Why you should use a Reference Manager, as a Software Engineer
April 20, 2021โข964 words
The little secret no one told the non Academic folks.
We tend to see the world through the lens of the cumulated media that influence us. The same goes for your Software Engineering career; every technical blog posts, research papers, books, online courses, videos, etc. you consume shape the way you tackle a problem. Some pieces of information stand out more than others. And some pieces even give you that Ahah! moment where a foggy concept becomes crystal clear. It would be great to keep those eyes-opening ressources at hand whenever we need a refresher or want to share them with a friend.
How can we keep track of those valuables chunks of information spread out on the Internet?
Our digital knowledge is scattered among various services and keeping track of a piece of information depends on the format of the media.
You might add the last book you read on your Goodreads bookshelf. If it's a Youtube video, you like it and maybe add it to a playlist. For research papers you read them, annotate them and then never come back at it because you forgot what it relates to. Maybe you use Pocket for interesting blog articles and read 1 out of 10 bookmarked posts. Each of those systems have their own metadata system and information retrieval becomes tedious.
A use case - Indexing research papers
I tried several techniques to organize my pdf. For research papers, I used to have a tag system with the colored label on macOS. Red for an an unread paper, green for read, yellow for outstanding. But this 1-Dimensional approach is limited. If you store all those papers in a single directory you quickly get overwhelmed, so why not using several folders? Ok why not, let's take an example: I have two folders; one for papers related to Distributed Computing, one for Machine Learning. Now let's say I find a great paper on managing ML models in a distributed environment, where do I put it? In the Distributed Computing folder? Or in the Machine Learning folder? Do I create a Distributed Machine Learning folder? All those answers make information retrieval harder.
A solution, using a Reference Management Software
We can take inspiration from the Academic World. They read conference proceedings and other long, scary .pdf almost everyday. Their career is build on their intellectual capital and their ability to connect the dots between results of past experiments to come up with innovative ways to address a problem and move Science forward. To achieve this goal, they need tools to organize their knowledge with little distractions. We share at least this minimal set of features with Academic folks:
Storing a reference and its metadata - a Write
Retrieving a reference efficiently with multiple search criteria - a Read
In Database speak, the system we aim to design shall sustain heavy read and low write rate. It's ok that it takes more time for us to "write" a new record in the reference management system (adding metadata: author, publisher, source url, year, keywords, abstract, etc.) since it allows cheap read operation. The faster you retrieve information, the more likely you'll re-use the tool over time.
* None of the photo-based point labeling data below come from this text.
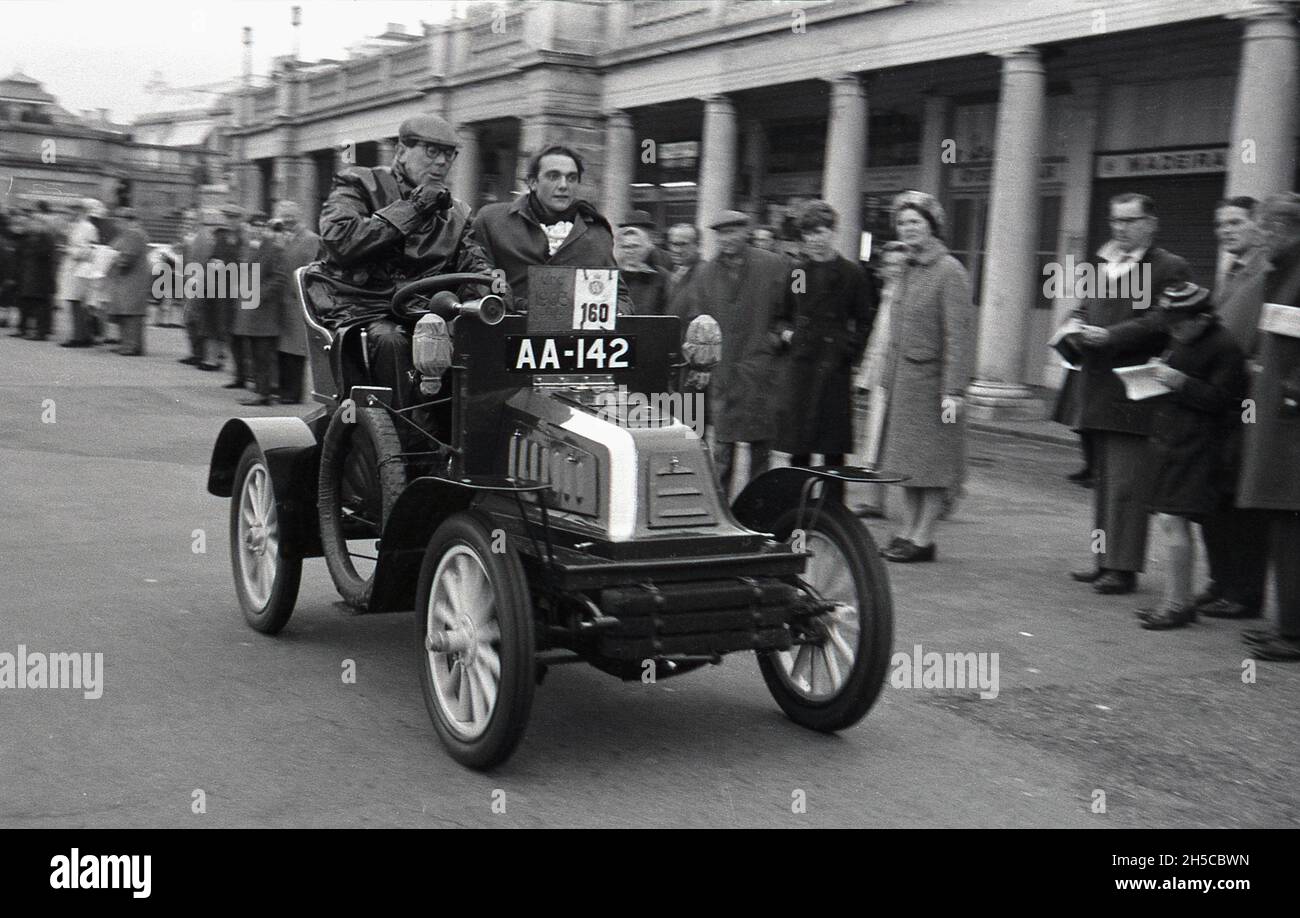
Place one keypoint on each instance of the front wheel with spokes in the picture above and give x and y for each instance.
(475, 633)
(265, 580)
(833, 674)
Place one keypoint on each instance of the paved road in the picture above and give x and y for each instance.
(96, 554)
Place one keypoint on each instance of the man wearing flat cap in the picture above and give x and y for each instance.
(742, 288)
(388, 225)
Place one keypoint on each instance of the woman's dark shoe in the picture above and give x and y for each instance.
(909, 551)
(1226, 609)
(1116, 583)
(1273, 646)
(1088, 576)
(1169, 616)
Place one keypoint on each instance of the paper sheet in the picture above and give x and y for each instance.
(1140, 381)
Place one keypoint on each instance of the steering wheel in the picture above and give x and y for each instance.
(428, 285)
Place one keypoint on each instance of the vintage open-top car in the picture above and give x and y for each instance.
(529, 519)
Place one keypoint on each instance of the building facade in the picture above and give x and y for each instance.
(1023, 117)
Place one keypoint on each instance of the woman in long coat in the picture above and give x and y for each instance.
(824, 321)
(932, 347)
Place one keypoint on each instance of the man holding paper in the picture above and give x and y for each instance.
(1135, 271)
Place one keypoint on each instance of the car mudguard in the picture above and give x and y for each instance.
(776, 490)
(293, 457)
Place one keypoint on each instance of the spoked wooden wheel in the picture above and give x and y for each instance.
(475, 629)
(831, 678)
(265, 581)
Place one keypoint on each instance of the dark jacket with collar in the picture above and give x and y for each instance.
(515, 241)
(375, 238)
(1105, 407)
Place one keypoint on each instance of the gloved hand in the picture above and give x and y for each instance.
(433, 195)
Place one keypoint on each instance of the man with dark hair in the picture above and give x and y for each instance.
(389, 225)
(550, 225)
(1132, 273)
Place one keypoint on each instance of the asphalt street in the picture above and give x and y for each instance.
(103, 505)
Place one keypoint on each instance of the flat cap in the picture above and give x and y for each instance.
(430, 129)
(729, 219)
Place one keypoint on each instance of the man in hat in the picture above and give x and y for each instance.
(742, 289)
(1135, 271)
(130, 281)
(550, 225)
(388, 225)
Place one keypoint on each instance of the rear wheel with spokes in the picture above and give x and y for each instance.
(475, 631)
(831, 678)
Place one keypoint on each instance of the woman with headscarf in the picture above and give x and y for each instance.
(931, 350)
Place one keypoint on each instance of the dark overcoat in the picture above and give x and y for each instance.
(130, 280)
(741, 389)
(1104, 405)
(515, 241)
(1272, 453)
(932, 346)
(259, 316)
(373, 238)
(1196, 429)
(830, 315)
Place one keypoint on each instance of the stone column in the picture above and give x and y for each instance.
(935, 130)
(620, 151)
(467, 170)
(1261, 155)
(1010, 282)
(845, 159)
(716, 165)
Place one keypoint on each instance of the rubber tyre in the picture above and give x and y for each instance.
(875, 635)
(371, 440)
(512, 609)
(267, 613)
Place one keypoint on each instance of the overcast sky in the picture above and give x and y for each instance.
(99, 53)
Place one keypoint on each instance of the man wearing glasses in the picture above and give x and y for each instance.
(1131, 273)
(385, 226)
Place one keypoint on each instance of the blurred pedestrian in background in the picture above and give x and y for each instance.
(302, 247)
(742, 289)
(1196, 434)
(822, 324)
(225, 251)
(1236, 538)
(1272, 453)
(37, 255)
(932, 342)
(130, 281)
(77, 282)
(871, 393)
(646, 284)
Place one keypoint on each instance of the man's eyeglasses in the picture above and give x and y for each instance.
(436, 151)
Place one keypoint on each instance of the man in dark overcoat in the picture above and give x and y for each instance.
(389, 225)
(1134, 271)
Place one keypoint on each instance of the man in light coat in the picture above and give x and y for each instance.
(302, 247)
(742, 289)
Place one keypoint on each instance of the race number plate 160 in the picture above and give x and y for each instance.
(570, 354)
(596, 299)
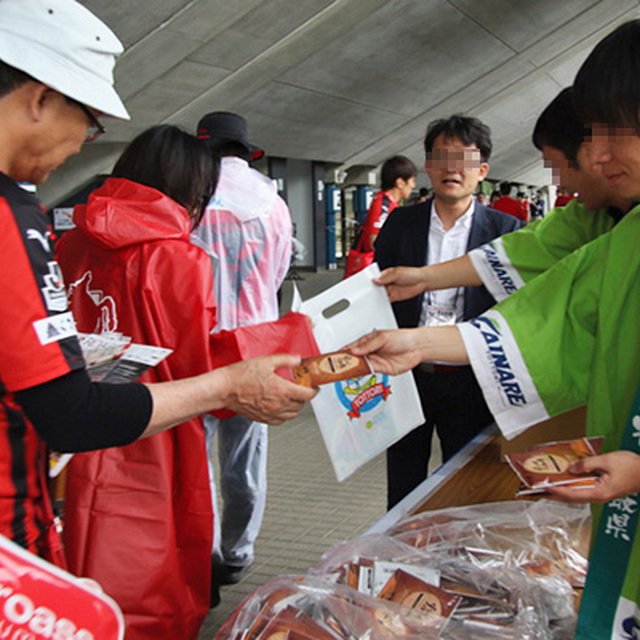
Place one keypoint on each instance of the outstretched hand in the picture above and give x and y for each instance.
(618, 476)
(390, 351)
(402, 283)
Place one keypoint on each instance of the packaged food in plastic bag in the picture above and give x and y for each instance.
(297, 607)
(502, 601)
(362, 416)
(543, 537)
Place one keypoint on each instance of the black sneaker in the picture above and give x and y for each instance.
(233, 575)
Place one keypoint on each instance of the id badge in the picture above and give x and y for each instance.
(440, 316)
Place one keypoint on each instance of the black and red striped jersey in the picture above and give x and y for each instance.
(38, 343)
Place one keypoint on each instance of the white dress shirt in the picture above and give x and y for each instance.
(446, 245)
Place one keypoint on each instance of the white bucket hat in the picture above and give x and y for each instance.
(63, 45)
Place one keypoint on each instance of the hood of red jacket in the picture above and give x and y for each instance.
(122, 213)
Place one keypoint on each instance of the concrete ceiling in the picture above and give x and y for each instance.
(347, 82)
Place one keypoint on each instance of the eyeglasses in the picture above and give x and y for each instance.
(95, 126)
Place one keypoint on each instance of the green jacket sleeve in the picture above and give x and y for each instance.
(532, 353)
(508, 263)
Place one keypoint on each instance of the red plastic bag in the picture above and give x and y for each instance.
(290, 334)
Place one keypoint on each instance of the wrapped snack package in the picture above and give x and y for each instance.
(543, 537)
(547, 465)
(496, 602)
(296, 608)
(492, 571)
(330, 367)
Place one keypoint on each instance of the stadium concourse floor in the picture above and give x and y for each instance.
(308, 511)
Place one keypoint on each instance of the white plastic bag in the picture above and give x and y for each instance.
(362, 417)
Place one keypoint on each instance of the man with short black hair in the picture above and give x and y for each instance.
(397, 181)
(457, 152)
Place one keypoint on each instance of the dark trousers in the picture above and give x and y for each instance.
(452, 403)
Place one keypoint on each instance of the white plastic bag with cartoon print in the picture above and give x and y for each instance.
(362, 417)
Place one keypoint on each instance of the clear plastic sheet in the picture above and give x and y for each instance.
(498, 602)
(543, 537)
(315, 608)
(485, 571)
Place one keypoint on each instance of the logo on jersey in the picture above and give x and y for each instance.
(360, 395)
(53, 292)
(97, 310)
(42, 238)
(55, 328)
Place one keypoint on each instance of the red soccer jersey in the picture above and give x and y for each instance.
(38, 344)
(383, 204)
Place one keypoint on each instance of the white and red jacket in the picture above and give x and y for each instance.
(246, 230)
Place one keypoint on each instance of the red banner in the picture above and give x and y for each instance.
(39, 600)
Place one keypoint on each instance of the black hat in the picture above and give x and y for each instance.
(224, 126)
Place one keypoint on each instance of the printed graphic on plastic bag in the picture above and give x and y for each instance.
(362, 417)
(39, 600)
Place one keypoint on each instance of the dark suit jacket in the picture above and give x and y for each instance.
(403, 241)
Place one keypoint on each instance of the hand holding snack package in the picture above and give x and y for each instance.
(548, 465)
(363, 415)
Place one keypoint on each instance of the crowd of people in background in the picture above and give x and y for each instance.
(567, 280)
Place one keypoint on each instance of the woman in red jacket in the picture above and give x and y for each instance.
(138, 519)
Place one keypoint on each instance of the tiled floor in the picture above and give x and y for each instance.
(308, 511)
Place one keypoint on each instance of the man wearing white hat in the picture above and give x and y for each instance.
(56, 80)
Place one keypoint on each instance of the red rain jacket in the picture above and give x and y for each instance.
(138, 519)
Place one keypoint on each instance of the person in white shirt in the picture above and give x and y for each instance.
(246, 230)
(442, 228)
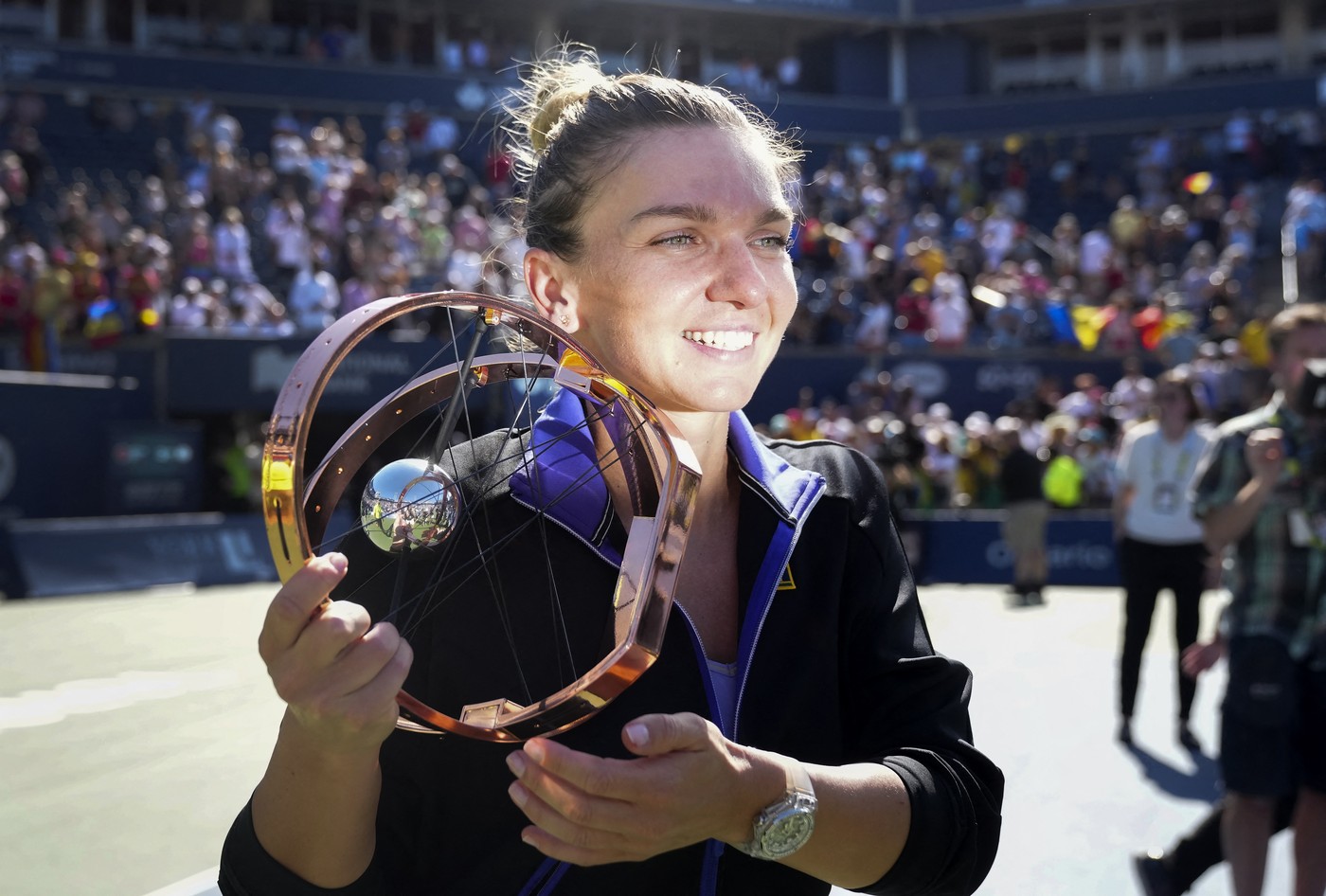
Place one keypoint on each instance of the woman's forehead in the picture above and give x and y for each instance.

It literally takes less than a minute to add an entry to a your reference manager. You're helping your future self by doing this and adding those tiny bits of metadata that make that paper, blog, video, meaningful to you.
A reference manager gives you that one-stop shop for the pieces of information that build up your intellectual capital. Usage of such a tool pays off in the long term, like 2+ years IMO. Indeed, a folder-based approach is good enough to get started. But once you realize how hard it is to maintain your knowledge base, consider using a reference manager.
Helping your future you..
...and others along the way
So what are the benefits of using a reference manager?
It enforces a consistent metadata system and naming conventions which speeds-up information retrieval.
You now have your one-stop shop for all your resources that have contributed to your intellectual growth. Books, papers, but also Youtube videos and other non-academic formats. I even have a record for this amazing Youtube video distilling the intuition behind the Fourier Transform. I could never get such a visual intuition through a textbook. (I just typed Fourier in my Bookends to get that link :) )
It becomes easier to share a reference with a friend. Discussing with a colleague about string encoding? It's likely they'll be interested in reading Spolsky, J. (2004). The absolute minimum every software developer absolutely, positively must know about unicode and character sets (no excuses!). Retrieved 2021-04-19, 2021, from https://www.joelonsoftware.com/2003/10/08/the-absolute-minimum-every-software-developer-absolutely-positively-must-know-about-unicode-and-character-sets-no-excuses/
Low on disk space? It's ok, you can store metadata of a book/paper/pdf/video and not have the actual data on your disk. The wise man know where to look it up.
Getting practical, two interesting reference management systems
I hesitated between Zotero and Bookends but ultimately went with Bookends as my reference manager on macOS. They offer very similar features and if I were a Linuxian, Zotero would be my go to solution.
Their interface has little distractions to focus on the content. The several panels and options make the tool overwhelming at first but key features of adding/searching for a document are intuitive to use.
Zotero is open source and completely free, while Bookends has a price tag of 63โฌ with a one time buy (I'd never go for a subscription service for something I know I'll use my whole career if I can answer the need through a one-time payment).
After trying them both, the UI and iCloud sync feature of Bookends made me choose this one.